I recently posted a fairly lengthy answer to an old StackOverflow question with all the hoop-jumping workarounds only because the max heap functions aren’t exposed as public functions from heapq:
But on second thought, if in-place sorting is the only good use case for a max heap, then maybe instead of making max heap functions public we can make in-place sorting itself a public function in heapq.
Hey, I just want to point out that this seems like a big gap. “Just invert the values negatively” isn’t a great answer when you’re sorting complex objects with custom comparitors. What, I’m just supposed to invert my gt and lt methods in an expensive wrapper class? What if I’m trying to use the objects I put in the heap for other purposes? Other algorithms use heaps. What if I’m writing an A*-like heuristic function (actually, I have a lot of these, hundreds and hundreds of lines of code of tens of implementations of variations on these for game AI) and need to maximize a heuristic? I have to take my heuristic val and invert it before putting it in the heap, resulting in a ton of overly complex (and computationally wasteful) conversion code, just to get the value back out and invert it again before doing all the other value comparisons that need to be done. I’m surprised more people aren’t complaining, I guess not that many people write complex heuristic searches in python?
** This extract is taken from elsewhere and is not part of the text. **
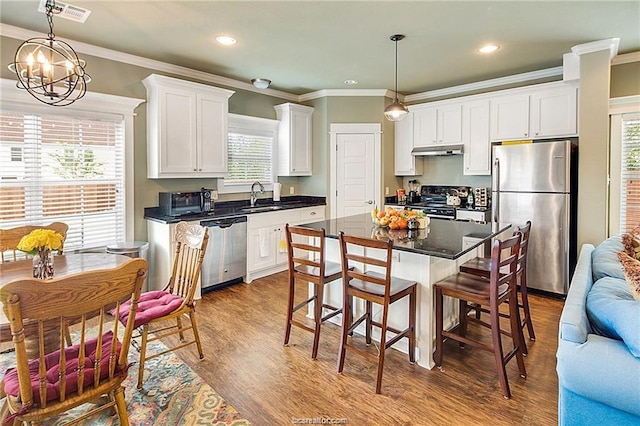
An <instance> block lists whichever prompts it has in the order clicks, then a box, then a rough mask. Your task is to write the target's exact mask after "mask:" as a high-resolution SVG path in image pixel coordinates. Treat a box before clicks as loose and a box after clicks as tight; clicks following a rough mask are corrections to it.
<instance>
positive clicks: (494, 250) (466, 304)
mask: <svg viewBox="0 0 640 426" xmlns="http://www.w3.org/2000/svg"><path fill="white" fill-rule="evenodd" d="M520 239H521V234H520V233H519V232H517V233H516V235H515V236H513V237H511V238H509V239H506V240H504V241H499V240H496V241H495V242H494V245H493V249H492V253H491V266H492V267H491V269H490V274H489V278H488V279H487V278H485V277H482V276H478V275H473V274H468V273H465V272H459V273H457V274H455V275H452V276H450V277H448V278H445V279H444V280H441V281H438V282H436V283H435V284H434V289H435V302H436V303H435V304H436V312H435V315H436V350H435V352H434V355H433V360H434V362H435V364H436V366H437V367H441V366H442V358H443V341H444V339H445V338H446V339H452V340H456V341H458V342H459V343H460V346H461V347H464V345H470V346H474V347H476V348H479V349H482V350H485V351H489V352H491V353H493V356H494V359H495V363H496V368H497V371H498V378H499V382H500V387H501V388H502V393H503V395H504V397H505V398H511V391H510V389H509V382H508V380H507V372H506V364H507V363H508V362H509V361H510V360H511V359H512V358H514V357H515V358H516V361H517V364H518V370H519V372H520V376H521V377H526V375H527V372H526V369H525V365H524V358H523V354H522V344H523V337H522V328H521V327H520V318H519V309H518V304H517V296H516V288H515V286H516V274H517V265H518V259H519V256H518V255H519V252H520ZM503 250H504V251H506V253H505V254H504V255H503ZM501 269H502V270H504V269H506V270H508V271H509V272H508V273H501V272H500V271H501ZM444 296H449V297H453V298H456V299H459V307H460V311H459V317H458V319H459V324H458V325H457V326H455V327H454V328H453V329H451V330H445V329H444V310H443V300H444ZM504 302H508V303H509V318H510V321H509V322H510V333H509V335H510V336H511V340H512V342H513V348H512V349H511V350H510V351H509V352H507V353H506V354H505V352H504V350H503V346H502V336H501V335H502V334H503V331H502V330H501V327H500V311H499V307H500V304H502V303H504ZM468 303H476V304H480V305H482V304H484V305H486V306H489V309H488V310H489V318H490V324H486V325H488V326H489V328H490V330H491V344H487V343H485V342H484V341H478V340H471V339H470V338H468V337H467V321H468V316H467V304H468ZM483 325H485V324H483ZM505 334H506V333H505Z"/></svg>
I got sick of the overly complex and obtuse negation in my value functions (over 2x the amount of code is necessary because of missing max-heap, I need a heuristic func that produces the actual values for other things to use, and then a separate heuristic func that chains the output from the value func and inverts each property individually for the heap-based search), and started switching to use heapq_max · PyPI instead for much, much cleaner code for my (many) use cases where the search heuristic and value heuristic are the same, but it is so old (or inefficiently compiled?) that the performance is about 100% worse than the min-heap in heapq. I’ve tried heap-class · PyPI as well but its performance is even worse than that, for both min and max heaps.
I’m using python because I dont want to write C (nor figure out how to get my C compiled as fast as heapq is, as well as figuring out all the interop stuff…)
Please, just give us high performance max-heap methods from heapq it seems so strange for such an important core data structure from core algorithms to be completely missing.